BY HARRY RING
LOS ANGELES - A jam-packed meeting of the Militant Labor Forum heard Olga Rodríguez, editor of the newly reissued Pathfinder book Politics of Chicano Liberation. Guests of honor at the event were la marchistas, the group of young Latinos and Latinas who are walking more than 500 miles from the state capitol in Sacramento to San Diego. En route, they are rallying support against Proposition 209, a California ballot measure to scrap state-sponsored affirmative action programs.
They brought solidarity greetings to the meeting, called for support to their fight, and urged everyone to turn out for the demonstrations at the Republican convention in San Diego. They received repeated ovations.
More than 100 people attended the July 20 meeting and the barbecue that preceded it. The audience included 40 socialist unionists, members of the International Association of Machinists, who held a weekend conference here.
Rodríguez saluted the marchistas as representing a generation of fighters that are in the forefront of a new upsurge in the Chicano struggle.
She discussed the world crisis of capitalism and the drive to make the workers of the world "foot the bill" for it. This has sparked working-class resistance, including a resurgent Chicano movement.
It is this rise in the struggle, she said, that prompted Pathfinder to reissue Politics of Chicano Liberation, a compilation of Socialist Workers Party resolutions and reports on the explosive battle of the Chicano movement from the 1960s into the early '70s.
She described the book as "an accurate account of real battles," particularly valuable for the Marxist perspective it offers "on the roots of the oppression of my people, the Chicano people."
The developing struggle today, she explained is markedly different than the earlier one in that it is totally interwoven with the struggles of other oppressed nationalities - the Irish, Quebecois, Palestinians and more - as well as the beginnings of a fightback by the working class as a whole.
The Chicano movement that erupted on the political scene in the 1960s won major victories.
But that movement, like those of other oppressed nationalities and women, finally declined, Rodríguez explained, because there was not a similar development in the trade union movement.

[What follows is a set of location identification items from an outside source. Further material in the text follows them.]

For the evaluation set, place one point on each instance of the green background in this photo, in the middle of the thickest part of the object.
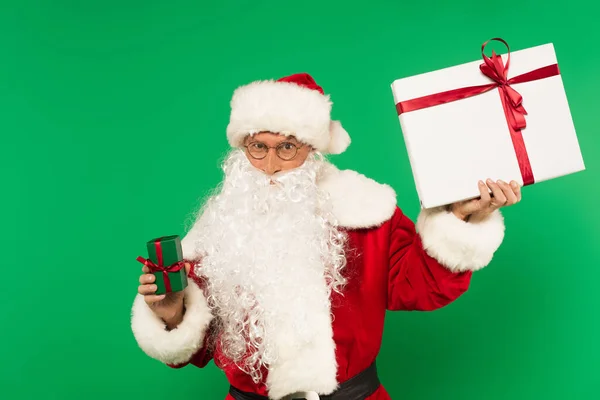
(112, 121)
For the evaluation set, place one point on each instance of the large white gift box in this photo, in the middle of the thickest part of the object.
(466, 123)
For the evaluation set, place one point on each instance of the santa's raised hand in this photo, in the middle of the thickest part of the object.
(502, 195)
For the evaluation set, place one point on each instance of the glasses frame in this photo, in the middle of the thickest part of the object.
(297, 147)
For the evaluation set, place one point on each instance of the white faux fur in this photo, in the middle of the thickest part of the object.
(178, 345)
(459, 245)
(357, 201)
(288, 109)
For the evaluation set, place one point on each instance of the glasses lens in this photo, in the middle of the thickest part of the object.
(286, 150)
(258, 150)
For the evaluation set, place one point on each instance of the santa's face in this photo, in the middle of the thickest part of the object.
(273, 153)
(271, 254)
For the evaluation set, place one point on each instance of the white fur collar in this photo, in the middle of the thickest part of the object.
(358, 201)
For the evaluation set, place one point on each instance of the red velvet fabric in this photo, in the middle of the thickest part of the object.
(388, 270)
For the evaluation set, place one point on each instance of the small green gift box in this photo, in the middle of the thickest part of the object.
(165, 261)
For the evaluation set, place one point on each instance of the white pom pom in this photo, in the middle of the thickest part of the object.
(340, 140)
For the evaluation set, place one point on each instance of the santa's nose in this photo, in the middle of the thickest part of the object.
(272, 165)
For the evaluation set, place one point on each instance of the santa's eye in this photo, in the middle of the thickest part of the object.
(258, 146)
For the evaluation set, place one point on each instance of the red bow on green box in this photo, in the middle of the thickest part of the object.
(165, 260)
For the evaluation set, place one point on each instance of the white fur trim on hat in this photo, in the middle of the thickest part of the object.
(459, 245)
(286, 108)
(178, 345)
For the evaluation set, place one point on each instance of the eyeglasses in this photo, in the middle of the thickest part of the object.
(285, 150)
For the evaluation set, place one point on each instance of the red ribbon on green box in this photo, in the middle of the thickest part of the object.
(160, 267)
(512, 101)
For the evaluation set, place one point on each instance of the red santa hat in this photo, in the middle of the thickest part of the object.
(293, 105)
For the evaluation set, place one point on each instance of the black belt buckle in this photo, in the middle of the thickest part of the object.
(358, 387)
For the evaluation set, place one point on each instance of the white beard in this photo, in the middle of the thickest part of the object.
(272, 255)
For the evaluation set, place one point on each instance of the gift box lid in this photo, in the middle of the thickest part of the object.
(169, 248)
(453, 145)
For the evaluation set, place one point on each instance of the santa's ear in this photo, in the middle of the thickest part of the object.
(340, 140)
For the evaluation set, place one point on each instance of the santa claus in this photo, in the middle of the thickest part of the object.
(293, 263)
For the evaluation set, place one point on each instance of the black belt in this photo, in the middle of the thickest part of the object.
(358, 387)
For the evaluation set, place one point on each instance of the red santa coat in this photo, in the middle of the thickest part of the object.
(393, 265)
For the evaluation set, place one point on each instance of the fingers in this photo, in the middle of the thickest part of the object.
(499, 197)
(485, 195)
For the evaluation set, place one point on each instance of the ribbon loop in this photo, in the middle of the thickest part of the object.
(166, 270)
(512, 101)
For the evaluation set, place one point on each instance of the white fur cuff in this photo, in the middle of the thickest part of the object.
(178, 345)
(458, 245)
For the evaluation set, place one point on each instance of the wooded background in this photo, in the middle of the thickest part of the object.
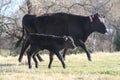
(10, 25)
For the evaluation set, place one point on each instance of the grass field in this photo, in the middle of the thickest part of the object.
(105, 66)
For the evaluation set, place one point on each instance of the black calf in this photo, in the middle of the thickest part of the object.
(50, 42)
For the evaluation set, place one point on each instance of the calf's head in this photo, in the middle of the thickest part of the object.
(97, 22)
(69, 42)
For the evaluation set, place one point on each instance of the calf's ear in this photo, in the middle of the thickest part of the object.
(65, 38)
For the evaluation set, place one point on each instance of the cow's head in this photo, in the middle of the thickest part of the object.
(69, 42)
(97, 22)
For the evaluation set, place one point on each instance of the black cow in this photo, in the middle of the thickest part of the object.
(60, 24)
(50, 42)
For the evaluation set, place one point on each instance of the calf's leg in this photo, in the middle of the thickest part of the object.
(61, 59)
(64, 53)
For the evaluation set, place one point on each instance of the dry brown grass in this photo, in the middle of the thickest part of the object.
(105, 66)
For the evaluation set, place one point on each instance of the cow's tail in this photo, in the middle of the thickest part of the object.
(19, 41)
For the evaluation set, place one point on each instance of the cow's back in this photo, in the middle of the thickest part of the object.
(28, 23)
(59, 24)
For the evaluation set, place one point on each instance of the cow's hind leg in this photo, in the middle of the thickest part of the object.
(29, 54)
(39, 57)
(51, 59)
(61, 59)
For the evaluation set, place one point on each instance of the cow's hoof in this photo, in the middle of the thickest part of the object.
(49, 67)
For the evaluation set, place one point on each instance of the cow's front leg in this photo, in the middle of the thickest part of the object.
(61, 59)
(24, 47)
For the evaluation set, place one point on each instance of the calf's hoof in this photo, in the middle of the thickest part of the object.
(89, 59)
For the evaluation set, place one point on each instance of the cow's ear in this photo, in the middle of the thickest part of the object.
(65, 38)
(96, 14)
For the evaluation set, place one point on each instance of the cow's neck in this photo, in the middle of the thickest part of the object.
(87, 30)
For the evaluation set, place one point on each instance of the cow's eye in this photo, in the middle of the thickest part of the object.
(102, 19)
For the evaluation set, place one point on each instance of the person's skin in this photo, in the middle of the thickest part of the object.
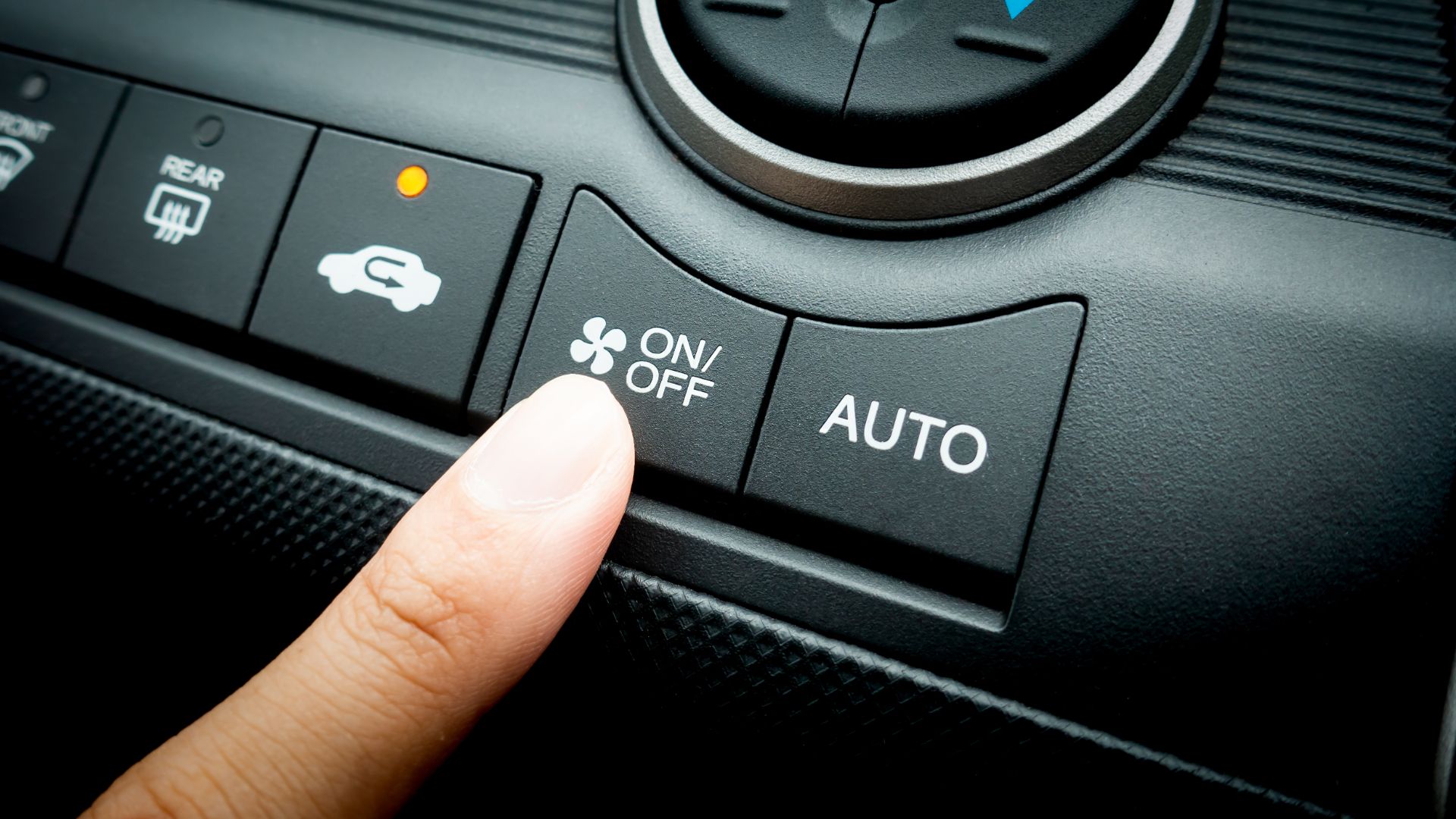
(462, 598)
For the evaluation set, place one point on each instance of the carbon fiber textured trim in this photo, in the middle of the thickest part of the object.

The union bureaucrats stubbornly refused to take up these progressive struggles, and did so without much resistance from the ranks.
But, she emphasized, the situation is very different today because there is a very different working class. The labor force now includes millions of Chicanos, Latinos, Asians, and others.
"Today, in every industry," she declared, "we work next to people from all over the world. They make our class stronger, and they open up the union movement in a different way."
Throughout, she stressed that the fight for immigrant rights is central for all working people. Among the oppressed nationalities, she continued we are seeing a vitally important, growing unity.
One of the greatest victories for the marchistas, she declared was the reception they got in the Los Angeles Korean community. There was an organized group of 50 Koreans, "waiting to cheer you on, to be part of the struggle - and to feed you."
Pointing to the more than 100,000 people who recently marched in Puerto Rico to affirm nationhood, including many who support independence Rodríguez observed, "It was a little bigger than la marcha."
"But," she added, "la marcha will get there. You have to
start somewhere, and you don't have to start with 100,000!"